液体エタン、または極低温としてエタン/プロパン混合物を使用したプランジ凍結によるガラス化は、厚さ 10 ミクロンまでの生体サンプルの冷凍調製に実用的なアプローチであることが示されています 1,7。 クライオ EM の場合、精製されたタンパク質とウイルスの懸濁液は数十ナノメートルの薄い水層に保存され、そこから SPA8,9 を使用して原子分解能の再構成を決定できます。 細菌や厚さ数ミクロンまでの付着細胞などのより大きな構造もガラス化に適しています。 分子分解能を備えた三次元再構成は、厚さ約 0.5 ミクロンまでのサンプルのクライオ電子断層撮影法 (cryo-ET) を使用して決定できます 10,11。 液体層の厚さを最小限に抑えることが重要です。

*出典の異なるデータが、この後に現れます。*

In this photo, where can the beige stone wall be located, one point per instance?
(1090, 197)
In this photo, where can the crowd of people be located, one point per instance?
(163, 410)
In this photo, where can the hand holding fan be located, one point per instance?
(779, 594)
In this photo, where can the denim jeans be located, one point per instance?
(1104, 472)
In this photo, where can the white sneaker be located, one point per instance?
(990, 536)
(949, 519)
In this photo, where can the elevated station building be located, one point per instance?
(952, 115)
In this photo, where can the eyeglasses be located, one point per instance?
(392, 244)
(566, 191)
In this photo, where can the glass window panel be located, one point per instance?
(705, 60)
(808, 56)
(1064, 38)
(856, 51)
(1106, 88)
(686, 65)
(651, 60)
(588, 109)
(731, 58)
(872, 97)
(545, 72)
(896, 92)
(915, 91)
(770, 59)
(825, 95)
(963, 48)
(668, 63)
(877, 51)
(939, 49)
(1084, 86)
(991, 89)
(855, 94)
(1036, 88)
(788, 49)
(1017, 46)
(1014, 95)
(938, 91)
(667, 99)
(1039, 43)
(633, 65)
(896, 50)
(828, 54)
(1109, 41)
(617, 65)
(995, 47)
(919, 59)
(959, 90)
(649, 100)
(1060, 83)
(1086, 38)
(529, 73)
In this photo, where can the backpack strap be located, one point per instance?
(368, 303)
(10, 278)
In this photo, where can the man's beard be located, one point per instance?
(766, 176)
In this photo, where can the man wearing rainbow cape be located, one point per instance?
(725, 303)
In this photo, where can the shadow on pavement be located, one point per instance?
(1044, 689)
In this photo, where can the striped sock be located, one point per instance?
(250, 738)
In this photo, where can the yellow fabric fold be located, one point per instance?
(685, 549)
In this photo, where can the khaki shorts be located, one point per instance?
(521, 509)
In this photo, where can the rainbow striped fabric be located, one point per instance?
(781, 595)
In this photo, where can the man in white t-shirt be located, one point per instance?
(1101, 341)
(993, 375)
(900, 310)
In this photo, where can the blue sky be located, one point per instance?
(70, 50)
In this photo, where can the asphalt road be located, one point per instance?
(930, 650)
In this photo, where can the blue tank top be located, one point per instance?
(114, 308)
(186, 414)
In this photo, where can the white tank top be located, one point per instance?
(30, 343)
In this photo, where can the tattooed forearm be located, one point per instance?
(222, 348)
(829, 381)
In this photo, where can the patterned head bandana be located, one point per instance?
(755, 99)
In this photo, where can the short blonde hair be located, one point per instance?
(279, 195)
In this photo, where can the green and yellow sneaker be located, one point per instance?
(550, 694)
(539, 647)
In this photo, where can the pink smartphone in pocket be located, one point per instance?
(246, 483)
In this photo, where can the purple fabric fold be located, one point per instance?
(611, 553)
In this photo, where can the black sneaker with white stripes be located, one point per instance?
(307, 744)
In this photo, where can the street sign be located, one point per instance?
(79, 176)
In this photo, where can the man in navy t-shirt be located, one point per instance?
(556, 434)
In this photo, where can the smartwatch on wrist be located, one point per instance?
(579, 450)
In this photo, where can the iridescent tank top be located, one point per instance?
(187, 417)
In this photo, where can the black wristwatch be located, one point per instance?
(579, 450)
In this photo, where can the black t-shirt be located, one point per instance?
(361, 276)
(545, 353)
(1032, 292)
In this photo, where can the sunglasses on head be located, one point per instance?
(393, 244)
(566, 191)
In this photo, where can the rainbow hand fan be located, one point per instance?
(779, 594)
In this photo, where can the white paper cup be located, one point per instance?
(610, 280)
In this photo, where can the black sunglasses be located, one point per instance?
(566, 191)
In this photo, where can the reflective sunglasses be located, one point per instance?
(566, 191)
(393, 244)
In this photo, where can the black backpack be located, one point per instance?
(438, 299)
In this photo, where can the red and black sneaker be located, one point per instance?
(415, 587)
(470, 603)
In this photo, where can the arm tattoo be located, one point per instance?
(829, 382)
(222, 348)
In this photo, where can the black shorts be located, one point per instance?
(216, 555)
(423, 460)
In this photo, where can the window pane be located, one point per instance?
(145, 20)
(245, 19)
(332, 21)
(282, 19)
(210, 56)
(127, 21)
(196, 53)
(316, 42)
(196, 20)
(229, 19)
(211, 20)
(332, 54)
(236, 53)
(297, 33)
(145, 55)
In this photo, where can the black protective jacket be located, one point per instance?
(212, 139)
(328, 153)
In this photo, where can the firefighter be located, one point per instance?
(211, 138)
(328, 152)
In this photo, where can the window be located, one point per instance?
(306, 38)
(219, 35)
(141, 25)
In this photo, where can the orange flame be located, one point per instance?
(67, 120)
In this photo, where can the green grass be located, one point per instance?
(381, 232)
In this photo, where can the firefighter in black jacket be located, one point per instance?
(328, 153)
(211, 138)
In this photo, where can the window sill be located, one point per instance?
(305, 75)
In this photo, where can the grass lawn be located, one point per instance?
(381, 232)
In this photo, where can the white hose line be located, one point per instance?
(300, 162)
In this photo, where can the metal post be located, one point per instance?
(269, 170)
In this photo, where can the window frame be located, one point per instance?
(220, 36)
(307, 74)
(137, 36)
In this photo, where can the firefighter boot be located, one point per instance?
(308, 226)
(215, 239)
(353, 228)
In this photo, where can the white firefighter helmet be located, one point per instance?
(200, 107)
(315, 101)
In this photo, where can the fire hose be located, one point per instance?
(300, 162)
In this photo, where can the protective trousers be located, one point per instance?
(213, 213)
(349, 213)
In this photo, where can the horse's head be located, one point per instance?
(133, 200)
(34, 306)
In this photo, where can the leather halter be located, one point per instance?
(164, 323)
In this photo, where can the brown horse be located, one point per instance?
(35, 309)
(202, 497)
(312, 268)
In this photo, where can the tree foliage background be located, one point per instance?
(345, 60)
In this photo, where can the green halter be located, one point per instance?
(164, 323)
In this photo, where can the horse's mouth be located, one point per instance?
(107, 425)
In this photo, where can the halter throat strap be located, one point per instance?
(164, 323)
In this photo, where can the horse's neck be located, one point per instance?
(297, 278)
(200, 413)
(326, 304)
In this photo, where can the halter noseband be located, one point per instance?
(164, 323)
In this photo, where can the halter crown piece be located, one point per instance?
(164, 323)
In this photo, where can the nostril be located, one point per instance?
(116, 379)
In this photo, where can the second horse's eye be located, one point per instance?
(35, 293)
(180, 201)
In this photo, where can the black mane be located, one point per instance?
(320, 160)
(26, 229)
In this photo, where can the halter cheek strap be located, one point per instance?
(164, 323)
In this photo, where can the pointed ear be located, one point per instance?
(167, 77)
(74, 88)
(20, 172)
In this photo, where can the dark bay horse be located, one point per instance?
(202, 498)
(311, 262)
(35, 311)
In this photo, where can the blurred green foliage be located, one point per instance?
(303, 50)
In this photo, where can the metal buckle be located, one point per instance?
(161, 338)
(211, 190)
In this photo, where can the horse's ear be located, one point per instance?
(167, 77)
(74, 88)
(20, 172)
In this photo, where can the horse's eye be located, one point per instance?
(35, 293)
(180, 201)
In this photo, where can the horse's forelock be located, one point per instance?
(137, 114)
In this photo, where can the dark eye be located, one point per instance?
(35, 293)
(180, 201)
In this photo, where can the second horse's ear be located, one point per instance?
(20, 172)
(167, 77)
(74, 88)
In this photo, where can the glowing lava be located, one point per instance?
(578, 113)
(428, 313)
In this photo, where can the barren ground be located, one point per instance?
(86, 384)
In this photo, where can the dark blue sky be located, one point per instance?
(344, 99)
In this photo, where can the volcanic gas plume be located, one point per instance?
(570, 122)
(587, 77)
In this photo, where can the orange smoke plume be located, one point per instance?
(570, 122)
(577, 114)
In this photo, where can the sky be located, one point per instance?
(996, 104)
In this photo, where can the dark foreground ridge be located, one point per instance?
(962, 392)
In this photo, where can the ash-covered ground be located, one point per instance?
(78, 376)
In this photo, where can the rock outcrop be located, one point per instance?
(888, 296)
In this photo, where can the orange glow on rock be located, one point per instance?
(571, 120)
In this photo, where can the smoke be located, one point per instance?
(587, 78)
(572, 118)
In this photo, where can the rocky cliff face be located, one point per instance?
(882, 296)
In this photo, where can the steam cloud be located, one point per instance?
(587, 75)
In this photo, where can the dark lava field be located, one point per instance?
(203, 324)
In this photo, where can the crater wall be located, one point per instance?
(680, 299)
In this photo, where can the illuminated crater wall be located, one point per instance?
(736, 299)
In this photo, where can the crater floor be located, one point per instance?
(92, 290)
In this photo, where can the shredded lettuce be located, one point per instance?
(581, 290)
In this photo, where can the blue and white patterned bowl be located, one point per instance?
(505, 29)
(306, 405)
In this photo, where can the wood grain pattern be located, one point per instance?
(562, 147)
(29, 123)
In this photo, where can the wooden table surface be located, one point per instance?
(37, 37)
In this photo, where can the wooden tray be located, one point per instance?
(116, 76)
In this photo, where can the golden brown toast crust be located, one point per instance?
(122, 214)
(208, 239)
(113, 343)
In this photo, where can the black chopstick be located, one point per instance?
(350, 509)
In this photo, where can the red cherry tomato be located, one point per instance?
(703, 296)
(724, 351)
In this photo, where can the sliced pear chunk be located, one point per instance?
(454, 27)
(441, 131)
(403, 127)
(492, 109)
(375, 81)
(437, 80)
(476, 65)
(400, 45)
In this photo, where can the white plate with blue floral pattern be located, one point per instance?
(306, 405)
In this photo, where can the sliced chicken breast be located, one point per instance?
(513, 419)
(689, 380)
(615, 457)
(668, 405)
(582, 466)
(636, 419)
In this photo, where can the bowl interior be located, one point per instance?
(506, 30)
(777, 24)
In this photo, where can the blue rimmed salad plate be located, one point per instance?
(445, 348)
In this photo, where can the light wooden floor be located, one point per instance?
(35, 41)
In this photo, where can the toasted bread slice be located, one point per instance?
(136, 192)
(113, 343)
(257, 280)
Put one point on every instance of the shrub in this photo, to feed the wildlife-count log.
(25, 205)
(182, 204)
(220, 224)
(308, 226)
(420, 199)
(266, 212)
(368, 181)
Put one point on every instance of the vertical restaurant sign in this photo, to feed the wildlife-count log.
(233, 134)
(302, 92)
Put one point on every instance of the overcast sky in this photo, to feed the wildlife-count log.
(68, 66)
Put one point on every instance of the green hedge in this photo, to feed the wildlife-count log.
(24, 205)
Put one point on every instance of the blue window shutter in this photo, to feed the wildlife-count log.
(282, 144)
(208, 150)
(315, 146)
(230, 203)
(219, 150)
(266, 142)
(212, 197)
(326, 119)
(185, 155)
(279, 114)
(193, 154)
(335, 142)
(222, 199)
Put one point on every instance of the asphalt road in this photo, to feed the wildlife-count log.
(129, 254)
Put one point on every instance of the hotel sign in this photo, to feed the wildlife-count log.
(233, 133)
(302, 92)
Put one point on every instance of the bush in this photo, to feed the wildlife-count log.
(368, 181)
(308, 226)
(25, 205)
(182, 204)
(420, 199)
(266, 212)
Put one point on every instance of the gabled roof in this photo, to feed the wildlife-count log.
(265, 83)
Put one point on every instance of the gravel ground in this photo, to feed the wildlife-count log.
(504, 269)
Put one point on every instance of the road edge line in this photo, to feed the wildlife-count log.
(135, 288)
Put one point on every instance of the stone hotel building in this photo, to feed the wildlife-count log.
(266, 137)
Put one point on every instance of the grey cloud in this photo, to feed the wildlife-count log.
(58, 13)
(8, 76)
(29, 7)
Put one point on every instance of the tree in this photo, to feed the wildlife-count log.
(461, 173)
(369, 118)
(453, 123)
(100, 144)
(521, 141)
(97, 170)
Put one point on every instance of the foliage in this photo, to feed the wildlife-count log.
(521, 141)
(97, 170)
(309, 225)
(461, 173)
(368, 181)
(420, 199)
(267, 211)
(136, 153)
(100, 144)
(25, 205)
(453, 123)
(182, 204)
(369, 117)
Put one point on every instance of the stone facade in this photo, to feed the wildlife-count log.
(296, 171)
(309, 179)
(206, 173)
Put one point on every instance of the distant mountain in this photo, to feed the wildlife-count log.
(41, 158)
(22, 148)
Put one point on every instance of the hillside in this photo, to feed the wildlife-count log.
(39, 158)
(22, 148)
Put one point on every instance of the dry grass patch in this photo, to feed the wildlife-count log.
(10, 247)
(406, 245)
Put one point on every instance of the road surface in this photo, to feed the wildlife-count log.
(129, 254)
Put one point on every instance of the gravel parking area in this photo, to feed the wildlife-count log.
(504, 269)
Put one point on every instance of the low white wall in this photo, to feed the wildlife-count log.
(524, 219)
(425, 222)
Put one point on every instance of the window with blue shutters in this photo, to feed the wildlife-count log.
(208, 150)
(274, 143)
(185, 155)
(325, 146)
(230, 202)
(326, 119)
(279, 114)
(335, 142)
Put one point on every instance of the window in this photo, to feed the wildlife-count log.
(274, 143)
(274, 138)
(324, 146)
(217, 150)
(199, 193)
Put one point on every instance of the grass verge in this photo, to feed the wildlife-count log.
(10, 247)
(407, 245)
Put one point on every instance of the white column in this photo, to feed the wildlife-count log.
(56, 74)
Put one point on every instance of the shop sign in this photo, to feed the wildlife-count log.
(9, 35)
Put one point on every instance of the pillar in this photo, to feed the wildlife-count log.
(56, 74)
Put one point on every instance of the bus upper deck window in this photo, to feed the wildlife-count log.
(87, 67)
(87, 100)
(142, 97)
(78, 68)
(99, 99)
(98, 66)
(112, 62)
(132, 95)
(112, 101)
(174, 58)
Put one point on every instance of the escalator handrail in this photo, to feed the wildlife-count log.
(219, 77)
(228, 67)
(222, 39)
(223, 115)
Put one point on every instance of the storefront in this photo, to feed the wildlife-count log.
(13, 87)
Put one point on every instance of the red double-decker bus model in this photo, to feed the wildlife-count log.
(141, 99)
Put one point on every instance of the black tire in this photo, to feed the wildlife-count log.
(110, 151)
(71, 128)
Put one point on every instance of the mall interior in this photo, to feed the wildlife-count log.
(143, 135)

これは、サンプルの周囲の媒体が電子を散乱させ、画像の背景ノイズが増加し、それによって画像の信号対雑音比が低下し、結果として得られる 3 次元再構成で達成できる解像度が低下するためです。

EM 用の電子顕微鏡標本サポート (通常、直径 3.05 mm の銅グリッドでサポートされた穴の開いたカーボン層) 上に薄い液体サンプル層を生成するという重要なステップには問題があります。なぜなら、薄い水の層は本質的に不安定であり、液体サンプルの層を正確に制御する必要があるためです。水の層の厚さが難しい。 空気中またはアルキルアミン 12,13 中でのグロー放電によって支持フィルムを親水性にすると、支持フィルム上に薄い液体層が形成され、湿気の飽和した環境が薄層の安定化に役立つことがわかりました。 現在の一般的な手法は、数マイクロリットルの検体溶液をグロー放電した支持フィルムに塗布し、続いて濾紙を使用して余分な液体を吸い取り、その後プランジ凍結することです14,15。